Arbitron (NYSE:ARB) said Wednesday its fourth quarter profits jumped 24%, beating analyst estimates, as it continued to roll out its Portable People Meter (PPM) radio ratings service.
The Maryland-based company, which helps advertisers to analyze radio listeners, reported a net income of $15.6 million, or 57 cents per diluted share. Analysts had predicted a net income of 51 cents a share.
For the year-ago period, the company earned $12.6 million, or 47 cents per diluted share, which included a one-time tax benefit of 17 cents per diluted share.
Meanwhile, revenues rose 10% year-over-year to $111.7 million, mainly due to the roll out of its PPM radio ratings service. Analysts had expected $109.58 million of revenues.

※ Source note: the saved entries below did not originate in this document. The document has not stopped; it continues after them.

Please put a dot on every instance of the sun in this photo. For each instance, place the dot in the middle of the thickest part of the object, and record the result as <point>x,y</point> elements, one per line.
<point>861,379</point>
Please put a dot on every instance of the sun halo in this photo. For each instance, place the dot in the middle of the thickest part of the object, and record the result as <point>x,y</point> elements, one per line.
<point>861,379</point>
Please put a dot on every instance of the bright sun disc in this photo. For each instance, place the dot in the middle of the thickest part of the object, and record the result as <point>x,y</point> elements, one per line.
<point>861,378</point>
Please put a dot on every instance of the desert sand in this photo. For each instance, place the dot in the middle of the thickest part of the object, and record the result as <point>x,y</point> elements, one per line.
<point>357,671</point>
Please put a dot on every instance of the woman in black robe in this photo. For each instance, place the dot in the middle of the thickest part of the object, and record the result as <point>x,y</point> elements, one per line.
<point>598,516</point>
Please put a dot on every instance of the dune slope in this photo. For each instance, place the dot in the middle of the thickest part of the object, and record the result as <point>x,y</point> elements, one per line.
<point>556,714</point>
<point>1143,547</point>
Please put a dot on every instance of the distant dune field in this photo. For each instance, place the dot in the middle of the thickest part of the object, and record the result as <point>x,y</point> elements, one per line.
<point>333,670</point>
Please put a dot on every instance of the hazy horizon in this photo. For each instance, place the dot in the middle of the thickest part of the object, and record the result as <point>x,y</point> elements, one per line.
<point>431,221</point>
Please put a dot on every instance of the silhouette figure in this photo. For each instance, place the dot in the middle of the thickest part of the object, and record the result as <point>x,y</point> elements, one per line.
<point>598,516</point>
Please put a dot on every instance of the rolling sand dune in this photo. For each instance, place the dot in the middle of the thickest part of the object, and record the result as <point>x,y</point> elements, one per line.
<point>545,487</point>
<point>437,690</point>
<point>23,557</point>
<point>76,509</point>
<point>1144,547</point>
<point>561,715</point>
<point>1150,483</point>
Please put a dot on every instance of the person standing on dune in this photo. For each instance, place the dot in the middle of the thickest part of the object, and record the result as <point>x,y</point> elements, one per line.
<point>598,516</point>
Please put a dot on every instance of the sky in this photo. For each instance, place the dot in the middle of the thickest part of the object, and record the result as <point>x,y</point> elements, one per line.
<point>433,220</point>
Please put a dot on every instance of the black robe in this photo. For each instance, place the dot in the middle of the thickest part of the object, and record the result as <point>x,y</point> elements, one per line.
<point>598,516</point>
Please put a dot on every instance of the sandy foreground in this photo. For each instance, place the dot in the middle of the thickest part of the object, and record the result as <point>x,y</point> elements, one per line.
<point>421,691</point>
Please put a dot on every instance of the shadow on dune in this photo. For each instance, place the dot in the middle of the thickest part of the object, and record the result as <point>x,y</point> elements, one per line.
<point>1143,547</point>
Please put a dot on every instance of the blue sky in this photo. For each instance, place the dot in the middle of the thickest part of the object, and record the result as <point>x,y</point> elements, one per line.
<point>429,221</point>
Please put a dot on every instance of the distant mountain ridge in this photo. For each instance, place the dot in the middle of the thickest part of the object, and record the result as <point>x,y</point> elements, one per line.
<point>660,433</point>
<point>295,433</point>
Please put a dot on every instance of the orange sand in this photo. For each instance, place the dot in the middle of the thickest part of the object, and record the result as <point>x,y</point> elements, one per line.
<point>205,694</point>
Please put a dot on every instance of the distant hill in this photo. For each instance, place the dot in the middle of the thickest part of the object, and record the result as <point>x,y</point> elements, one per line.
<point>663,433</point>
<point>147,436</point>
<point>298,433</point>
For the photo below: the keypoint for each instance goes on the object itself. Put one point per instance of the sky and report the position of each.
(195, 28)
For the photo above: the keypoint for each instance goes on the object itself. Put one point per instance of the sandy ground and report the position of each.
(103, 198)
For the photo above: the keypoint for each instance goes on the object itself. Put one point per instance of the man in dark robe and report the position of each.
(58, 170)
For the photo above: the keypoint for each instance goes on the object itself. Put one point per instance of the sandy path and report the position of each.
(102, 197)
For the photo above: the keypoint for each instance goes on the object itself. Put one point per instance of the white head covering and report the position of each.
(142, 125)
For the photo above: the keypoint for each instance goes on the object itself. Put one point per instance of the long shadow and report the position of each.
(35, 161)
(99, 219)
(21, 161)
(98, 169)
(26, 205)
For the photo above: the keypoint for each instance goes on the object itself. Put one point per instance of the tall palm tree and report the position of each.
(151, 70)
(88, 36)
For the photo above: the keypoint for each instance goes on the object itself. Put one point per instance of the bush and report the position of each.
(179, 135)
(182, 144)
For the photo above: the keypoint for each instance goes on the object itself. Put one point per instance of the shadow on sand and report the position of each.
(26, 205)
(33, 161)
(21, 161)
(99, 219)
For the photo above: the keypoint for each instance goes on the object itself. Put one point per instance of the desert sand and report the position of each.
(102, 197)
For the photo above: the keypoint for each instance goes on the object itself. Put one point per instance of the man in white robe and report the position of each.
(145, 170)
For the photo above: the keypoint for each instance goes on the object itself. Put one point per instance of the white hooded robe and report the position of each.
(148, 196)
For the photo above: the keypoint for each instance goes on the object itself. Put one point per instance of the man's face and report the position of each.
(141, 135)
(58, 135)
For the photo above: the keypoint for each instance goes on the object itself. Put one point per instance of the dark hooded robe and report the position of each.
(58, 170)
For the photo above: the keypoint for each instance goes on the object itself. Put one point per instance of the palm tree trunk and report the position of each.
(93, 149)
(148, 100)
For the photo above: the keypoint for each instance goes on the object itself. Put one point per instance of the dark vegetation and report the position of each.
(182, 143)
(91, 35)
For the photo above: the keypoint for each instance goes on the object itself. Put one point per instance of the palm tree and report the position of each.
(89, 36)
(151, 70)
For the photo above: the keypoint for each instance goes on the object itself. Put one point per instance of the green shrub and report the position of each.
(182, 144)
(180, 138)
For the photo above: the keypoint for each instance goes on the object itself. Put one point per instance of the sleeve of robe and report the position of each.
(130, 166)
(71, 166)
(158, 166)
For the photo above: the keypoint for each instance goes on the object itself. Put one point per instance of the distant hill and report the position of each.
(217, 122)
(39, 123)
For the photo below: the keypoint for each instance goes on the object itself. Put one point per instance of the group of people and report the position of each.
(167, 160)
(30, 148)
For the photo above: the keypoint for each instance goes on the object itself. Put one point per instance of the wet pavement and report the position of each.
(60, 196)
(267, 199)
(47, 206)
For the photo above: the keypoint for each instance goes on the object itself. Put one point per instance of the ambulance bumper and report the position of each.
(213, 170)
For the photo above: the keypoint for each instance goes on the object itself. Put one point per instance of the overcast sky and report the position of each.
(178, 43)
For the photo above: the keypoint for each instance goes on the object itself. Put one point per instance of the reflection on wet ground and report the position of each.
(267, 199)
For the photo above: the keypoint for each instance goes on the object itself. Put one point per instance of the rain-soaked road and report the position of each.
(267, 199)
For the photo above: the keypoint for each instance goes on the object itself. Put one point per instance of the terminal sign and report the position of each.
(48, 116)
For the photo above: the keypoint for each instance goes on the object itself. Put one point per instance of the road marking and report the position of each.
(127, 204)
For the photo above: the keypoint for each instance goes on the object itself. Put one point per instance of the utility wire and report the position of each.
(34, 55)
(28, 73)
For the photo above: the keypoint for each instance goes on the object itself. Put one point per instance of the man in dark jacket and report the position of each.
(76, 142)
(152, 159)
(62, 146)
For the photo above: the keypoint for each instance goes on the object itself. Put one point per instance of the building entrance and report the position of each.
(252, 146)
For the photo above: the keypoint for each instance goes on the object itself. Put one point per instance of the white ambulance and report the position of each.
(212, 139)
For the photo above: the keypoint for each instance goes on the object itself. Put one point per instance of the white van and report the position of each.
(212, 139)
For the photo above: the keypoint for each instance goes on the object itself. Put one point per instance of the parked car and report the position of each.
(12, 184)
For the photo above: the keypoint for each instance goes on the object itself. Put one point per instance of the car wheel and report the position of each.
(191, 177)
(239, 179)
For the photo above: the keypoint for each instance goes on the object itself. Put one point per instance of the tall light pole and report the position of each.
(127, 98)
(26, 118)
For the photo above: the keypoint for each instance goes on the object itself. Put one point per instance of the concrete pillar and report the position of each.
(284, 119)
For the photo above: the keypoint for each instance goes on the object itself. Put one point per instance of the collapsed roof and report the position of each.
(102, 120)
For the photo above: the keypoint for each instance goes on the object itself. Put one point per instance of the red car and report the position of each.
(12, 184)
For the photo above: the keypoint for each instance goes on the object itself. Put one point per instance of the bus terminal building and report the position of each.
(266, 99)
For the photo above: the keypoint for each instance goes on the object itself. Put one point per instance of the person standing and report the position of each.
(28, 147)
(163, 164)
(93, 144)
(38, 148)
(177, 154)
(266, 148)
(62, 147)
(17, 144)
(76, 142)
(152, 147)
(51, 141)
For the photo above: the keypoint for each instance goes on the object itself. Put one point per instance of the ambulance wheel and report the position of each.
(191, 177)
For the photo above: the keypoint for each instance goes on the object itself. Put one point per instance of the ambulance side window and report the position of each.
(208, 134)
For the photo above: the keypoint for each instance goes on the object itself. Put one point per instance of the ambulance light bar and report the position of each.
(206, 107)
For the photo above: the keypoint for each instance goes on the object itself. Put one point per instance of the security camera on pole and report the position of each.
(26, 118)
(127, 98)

Net income for the full year was $44.5 million, or $1.64 per diluted share, compared with $42.2 million or $1.58 per diluted share in 2009. Revenue was $395.4 million, up from $385 million.
Looking ahead, CEO of Arbitron, William T. Kerr, said the company will "work to enter new markets by further developing our capabilities in cross-platform services, as well as in media and marketing analytics."
"We believe we can continue to invest appropriately in the quality of our services while increasing margins," he added.
Arbitron also reiterated its 2011 revenue and earnings guidance. It expects revenue to grow between six percent and eight percent and earnings per diluted share to be between $1.90 and $2.05. The company's shares have soared 74% in the past year.